Diega grabbed the narc-gone off her belt and sprayed it into her face, canceling the effects of the drugs in her system. She stood and clipped the belt around her, then Shawe handed her the baby. He had the Omarian bloodline marks of the firebird dragon.

“Something’s going down,” the gangster said, nodding to the door.

“Then let’s go,” Diega replied, using a towel to bind the baby to her chest. The feeling of wanting to give up lingered faintly, whispering in her ears, weakening her limbs, but she forced herself to move. She could feel the baby’s heart beating against hers. If she gave up now, he would die with her, and that was unacceptable. That thought kept her moving – one step at a time.

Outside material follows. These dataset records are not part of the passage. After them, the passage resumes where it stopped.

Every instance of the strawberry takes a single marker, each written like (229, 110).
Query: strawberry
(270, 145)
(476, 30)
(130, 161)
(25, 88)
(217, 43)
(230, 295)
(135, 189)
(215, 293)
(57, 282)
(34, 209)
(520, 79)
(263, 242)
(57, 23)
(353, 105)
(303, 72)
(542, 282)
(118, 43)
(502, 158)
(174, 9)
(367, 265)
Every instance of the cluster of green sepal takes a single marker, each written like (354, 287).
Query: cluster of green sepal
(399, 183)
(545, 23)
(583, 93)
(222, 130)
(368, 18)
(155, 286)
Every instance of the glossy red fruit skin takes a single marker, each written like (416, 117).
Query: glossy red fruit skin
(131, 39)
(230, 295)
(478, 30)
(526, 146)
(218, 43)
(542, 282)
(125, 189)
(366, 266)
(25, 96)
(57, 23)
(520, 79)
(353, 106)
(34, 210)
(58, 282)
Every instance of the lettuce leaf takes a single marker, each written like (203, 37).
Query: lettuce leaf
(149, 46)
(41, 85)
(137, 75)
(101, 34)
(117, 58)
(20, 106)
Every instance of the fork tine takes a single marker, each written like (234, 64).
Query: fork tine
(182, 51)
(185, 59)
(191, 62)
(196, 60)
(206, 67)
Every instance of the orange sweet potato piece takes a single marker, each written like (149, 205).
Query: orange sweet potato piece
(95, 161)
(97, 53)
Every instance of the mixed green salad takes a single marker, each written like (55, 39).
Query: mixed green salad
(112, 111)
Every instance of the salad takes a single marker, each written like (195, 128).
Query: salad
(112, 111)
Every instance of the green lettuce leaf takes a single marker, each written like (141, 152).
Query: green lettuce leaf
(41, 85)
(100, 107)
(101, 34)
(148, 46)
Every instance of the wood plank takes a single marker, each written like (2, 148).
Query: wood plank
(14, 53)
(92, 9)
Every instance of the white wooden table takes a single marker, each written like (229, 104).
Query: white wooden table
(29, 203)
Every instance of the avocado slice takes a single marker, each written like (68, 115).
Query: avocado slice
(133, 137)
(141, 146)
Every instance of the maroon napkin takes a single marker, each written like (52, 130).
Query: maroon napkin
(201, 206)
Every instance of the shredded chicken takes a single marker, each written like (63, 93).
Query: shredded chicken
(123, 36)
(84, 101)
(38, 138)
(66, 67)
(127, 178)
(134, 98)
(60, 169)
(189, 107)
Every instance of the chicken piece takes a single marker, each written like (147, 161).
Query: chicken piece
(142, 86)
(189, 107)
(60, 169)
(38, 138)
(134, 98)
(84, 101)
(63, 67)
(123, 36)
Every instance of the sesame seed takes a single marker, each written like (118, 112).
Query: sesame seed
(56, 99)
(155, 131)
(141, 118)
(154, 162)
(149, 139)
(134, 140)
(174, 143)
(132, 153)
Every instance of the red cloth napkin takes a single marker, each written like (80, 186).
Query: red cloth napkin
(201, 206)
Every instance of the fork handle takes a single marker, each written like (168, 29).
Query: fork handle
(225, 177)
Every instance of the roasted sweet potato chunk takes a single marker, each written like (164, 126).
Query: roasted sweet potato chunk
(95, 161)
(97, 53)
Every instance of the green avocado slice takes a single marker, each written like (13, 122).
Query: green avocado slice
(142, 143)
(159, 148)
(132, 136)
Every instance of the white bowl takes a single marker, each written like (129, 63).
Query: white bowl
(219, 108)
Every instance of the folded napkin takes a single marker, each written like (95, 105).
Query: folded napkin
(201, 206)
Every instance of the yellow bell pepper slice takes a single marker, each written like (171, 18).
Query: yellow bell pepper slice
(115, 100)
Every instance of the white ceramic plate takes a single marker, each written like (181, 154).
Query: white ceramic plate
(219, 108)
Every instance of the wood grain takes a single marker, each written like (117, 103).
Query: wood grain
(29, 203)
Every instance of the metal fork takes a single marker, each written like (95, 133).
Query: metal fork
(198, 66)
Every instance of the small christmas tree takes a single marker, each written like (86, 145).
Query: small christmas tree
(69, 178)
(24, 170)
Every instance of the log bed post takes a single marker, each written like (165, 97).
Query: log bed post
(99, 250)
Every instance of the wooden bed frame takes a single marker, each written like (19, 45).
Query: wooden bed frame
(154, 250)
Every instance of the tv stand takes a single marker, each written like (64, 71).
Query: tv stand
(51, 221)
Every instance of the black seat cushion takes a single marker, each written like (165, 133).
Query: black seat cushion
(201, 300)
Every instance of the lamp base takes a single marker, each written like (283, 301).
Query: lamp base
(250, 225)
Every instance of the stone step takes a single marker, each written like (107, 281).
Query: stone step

Shawe went to the door and paused beside it. He peered out, checking one way and then the other, then gestured to Diega. She followed him out of the room and into a long corridor. It felt distinctly wrong to be heading into battle with a baby in her hands instead of an electrifier, but there wasn’t much she could do about that. The Omarians had taken her blade, the only weapon she’d had left.

“Do you have a spare blade?” she asked Shawe as they jogged toward the end of the hall.

He reached down and snatched something out of his ankle holster, handing it back to her. She turned the rusty-looking relic over in one hand, keeping the other on the baby’s back.

“What am I going to do with this?” she asked. “Give someone tetanus?”

Shawe snorted. “Shows how much you know! That blade is ancient Serpian and has more bite to it than anything you’ve ever held in your hand. If your boss saw it, he’d probably faint on the spot – it’s that prime.”

“Sure,” Diega muttered.

The heat ahead of them intensified, rippling the air, and Diega’s steps hesitated.

“I can’t,” she said, holding up her hand to shield her face, unable to even lift her eyes.

“Harden up, princess!” Shawe barked. “Follow me and keep moving!”

She gritted her teeth and pressed forward behind him, his bulk providing some cover. They ran all the way to where the corridor widened out into an open cavern. The path led them to a bridge crossing over the top of a lava river that ran through the middle of the castle. As they moved across it, lava spat up at them and Diega tried to shield the baby’s head.

Just as they reached the other side, Shawe stopped suddenly. A narrow path had been cut into the black rock ahead of them. It looked barely big enough for the gangster to fit through.